Zapewne
zapytacie, na marginesie czego… Oczywiście, życia! Przychodzimy na świat,
rodzice się cieszą, kochają nas, wychowują najlepiej jak umieją, drżą o nas, a
my – dorastamy, doroślejemy i wyruszamy w świat pełni ufności i nadziei, zapału,
marzeń i wiary, że uzdrowimy świat ze zła… Ta wiara – to przywilej młodości. Myślę
jednak, że nie tylko młodość pozwala z ufnością patrzeć w przyszłość… Gdyby tej
ufności zabrakło w życiu dorosłym, to – cóż ono byłoby warte? Niejeden raz w
tym miejscu pisałam o marzeniach, o wysokich lotach ku symbolicznemu słońcu!
A
co zrobić, gdy życie tak mocno przytłacza, że trudno się podnieść i udźwignąć jego
ciężar?
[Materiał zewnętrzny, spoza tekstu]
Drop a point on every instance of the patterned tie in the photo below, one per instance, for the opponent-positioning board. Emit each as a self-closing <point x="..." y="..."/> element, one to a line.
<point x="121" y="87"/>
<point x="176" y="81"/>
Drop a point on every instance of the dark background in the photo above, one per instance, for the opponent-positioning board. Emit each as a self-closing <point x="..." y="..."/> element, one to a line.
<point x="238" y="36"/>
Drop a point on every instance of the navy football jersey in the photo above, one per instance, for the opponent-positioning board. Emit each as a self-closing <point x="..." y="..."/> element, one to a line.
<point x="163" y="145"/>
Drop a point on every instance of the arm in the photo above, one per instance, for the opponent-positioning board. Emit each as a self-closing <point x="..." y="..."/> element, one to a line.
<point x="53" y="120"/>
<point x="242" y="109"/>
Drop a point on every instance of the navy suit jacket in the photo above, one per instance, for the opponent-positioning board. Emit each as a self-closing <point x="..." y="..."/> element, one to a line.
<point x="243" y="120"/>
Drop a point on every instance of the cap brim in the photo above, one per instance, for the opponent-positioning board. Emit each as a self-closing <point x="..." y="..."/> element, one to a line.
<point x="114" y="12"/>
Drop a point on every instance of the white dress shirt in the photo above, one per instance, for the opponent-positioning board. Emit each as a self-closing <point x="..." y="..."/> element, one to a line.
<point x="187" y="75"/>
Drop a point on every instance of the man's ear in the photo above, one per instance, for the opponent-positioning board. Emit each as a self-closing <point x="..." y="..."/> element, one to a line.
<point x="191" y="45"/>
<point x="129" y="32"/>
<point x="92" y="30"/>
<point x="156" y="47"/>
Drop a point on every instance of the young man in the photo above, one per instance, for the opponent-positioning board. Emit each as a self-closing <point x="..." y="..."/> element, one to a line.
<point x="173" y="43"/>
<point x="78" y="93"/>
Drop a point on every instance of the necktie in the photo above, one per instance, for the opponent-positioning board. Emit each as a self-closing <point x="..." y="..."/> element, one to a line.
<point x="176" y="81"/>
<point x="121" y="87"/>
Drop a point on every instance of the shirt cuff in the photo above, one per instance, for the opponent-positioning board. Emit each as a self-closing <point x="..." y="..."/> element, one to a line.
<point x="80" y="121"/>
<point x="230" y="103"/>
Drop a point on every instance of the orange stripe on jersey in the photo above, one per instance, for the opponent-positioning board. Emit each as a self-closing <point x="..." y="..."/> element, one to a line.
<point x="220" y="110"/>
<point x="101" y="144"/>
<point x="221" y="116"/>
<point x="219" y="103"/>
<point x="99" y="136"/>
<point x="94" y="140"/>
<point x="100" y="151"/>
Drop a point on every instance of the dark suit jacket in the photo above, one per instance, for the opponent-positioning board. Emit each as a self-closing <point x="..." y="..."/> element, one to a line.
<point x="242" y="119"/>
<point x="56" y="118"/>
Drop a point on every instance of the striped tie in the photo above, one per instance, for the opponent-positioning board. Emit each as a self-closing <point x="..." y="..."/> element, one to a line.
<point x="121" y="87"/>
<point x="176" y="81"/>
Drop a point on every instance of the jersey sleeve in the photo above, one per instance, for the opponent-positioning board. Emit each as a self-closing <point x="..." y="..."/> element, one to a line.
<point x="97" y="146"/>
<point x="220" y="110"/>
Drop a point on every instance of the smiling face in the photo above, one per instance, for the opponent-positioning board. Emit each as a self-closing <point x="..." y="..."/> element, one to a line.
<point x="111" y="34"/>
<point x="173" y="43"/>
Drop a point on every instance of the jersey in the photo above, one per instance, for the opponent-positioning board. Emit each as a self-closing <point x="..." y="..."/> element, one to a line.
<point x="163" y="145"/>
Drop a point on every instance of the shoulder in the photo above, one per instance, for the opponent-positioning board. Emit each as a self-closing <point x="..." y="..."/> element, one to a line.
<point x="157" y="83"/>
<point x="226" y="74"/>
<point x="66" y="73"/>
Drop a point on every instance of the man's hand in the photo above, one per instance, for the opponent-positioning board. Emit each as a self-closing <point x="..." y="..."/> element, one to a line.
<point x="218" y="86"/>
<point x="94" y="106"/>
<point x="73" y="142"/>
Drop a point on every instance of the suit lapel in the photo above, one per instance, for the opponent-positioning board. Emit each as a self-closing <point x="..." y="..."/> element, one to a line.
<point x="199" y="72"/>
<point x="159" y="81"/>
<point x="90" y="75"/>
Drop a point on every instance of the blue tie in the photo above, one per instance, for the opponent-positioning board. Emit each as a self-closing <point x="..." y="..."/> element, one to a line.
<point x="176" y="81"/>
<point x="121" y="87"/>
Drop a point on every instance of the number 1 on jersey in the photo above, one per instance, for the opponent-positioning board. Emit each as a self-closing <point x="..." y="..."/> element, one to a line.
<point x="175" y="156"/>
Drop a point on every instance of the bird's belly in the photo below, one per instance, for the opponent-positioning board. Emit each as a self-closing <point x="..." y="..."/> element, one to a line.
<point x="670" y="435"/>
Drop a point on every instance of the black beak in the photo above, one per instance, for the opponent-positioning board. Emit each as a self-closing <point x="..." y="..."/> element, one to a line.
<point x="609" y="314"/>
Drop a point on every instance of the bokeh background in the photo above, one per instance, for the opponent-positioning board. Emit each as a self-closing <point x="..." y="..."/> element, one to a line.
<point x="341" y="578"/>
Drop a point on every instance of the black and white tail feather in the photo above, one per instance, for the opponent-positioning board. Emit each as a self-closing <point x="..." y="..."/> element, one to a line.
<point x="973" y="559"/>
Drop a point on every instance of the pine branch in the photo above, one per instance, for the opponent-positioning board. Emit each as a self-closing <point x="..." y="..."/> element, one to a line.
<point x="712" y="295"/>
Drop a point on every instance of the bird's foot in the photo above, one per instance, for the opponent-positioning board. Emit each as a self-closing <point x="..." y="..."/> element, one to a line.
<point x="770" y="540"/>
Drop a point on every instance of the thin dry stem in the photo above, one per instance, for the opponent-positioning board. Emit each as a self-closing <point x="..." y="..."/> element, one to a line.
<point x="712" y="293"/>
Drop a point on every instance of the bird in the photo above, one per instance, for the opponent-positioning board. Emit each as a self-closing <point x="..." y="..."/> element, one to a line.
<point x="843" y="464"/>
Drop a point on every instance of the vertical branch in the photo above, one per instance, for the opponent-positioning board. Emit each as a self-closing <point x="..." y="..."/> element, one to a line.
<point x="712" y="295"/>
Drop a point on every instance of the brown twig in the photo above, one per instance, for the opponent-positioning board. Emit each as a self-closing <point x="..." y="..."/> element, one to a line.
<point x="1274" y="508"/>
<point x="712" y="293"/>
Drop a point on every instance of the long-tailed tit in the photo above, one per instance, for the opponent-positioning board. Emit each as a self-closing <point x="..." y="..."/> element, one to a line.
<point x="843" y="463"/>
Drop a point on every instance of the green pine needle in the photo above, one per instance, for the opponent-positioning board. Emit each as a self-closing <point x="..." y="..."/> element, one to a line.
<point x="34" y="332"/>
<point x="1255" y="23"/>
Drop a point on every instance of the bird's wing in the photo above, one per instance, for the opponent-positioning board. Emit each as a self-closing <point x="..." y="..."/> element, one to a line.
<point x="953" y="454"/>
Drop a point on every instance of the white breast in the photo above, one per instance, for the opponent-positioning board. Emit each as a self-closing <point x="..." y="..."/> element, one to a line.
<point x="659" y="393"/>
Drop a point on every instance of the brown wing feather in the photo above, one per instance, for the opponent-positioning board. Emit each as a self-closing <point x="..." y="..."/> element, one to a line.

Bo – nie czarujmy się! – nikomu z nas nie braknie problemów, trosk i
krzyżyków różnego rodzaju i „kalibru”! Właśnie, co zrobić? I w tym miejscu
odpowiem na zarzuty, że za dużo piszę o Panu Jezusie… Zatem odpowiadam
jednoznacznie, że Pan Jezus jest MOIM NAJWIĘKSZYM PRZYJACIELEM i wcale się tego
nie wstydzę! Głoszę to publicznie! Nie wyobrażam sobie życia bez tej świętej obecności!
Truizmem byłoby twierdzenie, że gdyby świat choć trochę wsłuchał się w Jego
głos i kochające serce, to żyłoby się nam wszystkim łatwiej…
Dlatego
tak często odwołuję się do Mszy świętej, w której każdy z nas może spotkać
żywego i prawdziwego Chrystusa, poczuć dotknięcie Jego miłości. Tu nie ma ludzi
wybranych, może być nim każdy z nas! Wystarczy uwierzyć, a życie – mimo że często
zasnute czarnymi chmurami – stanie się piękne! Tego życzę Wam Wszystkim!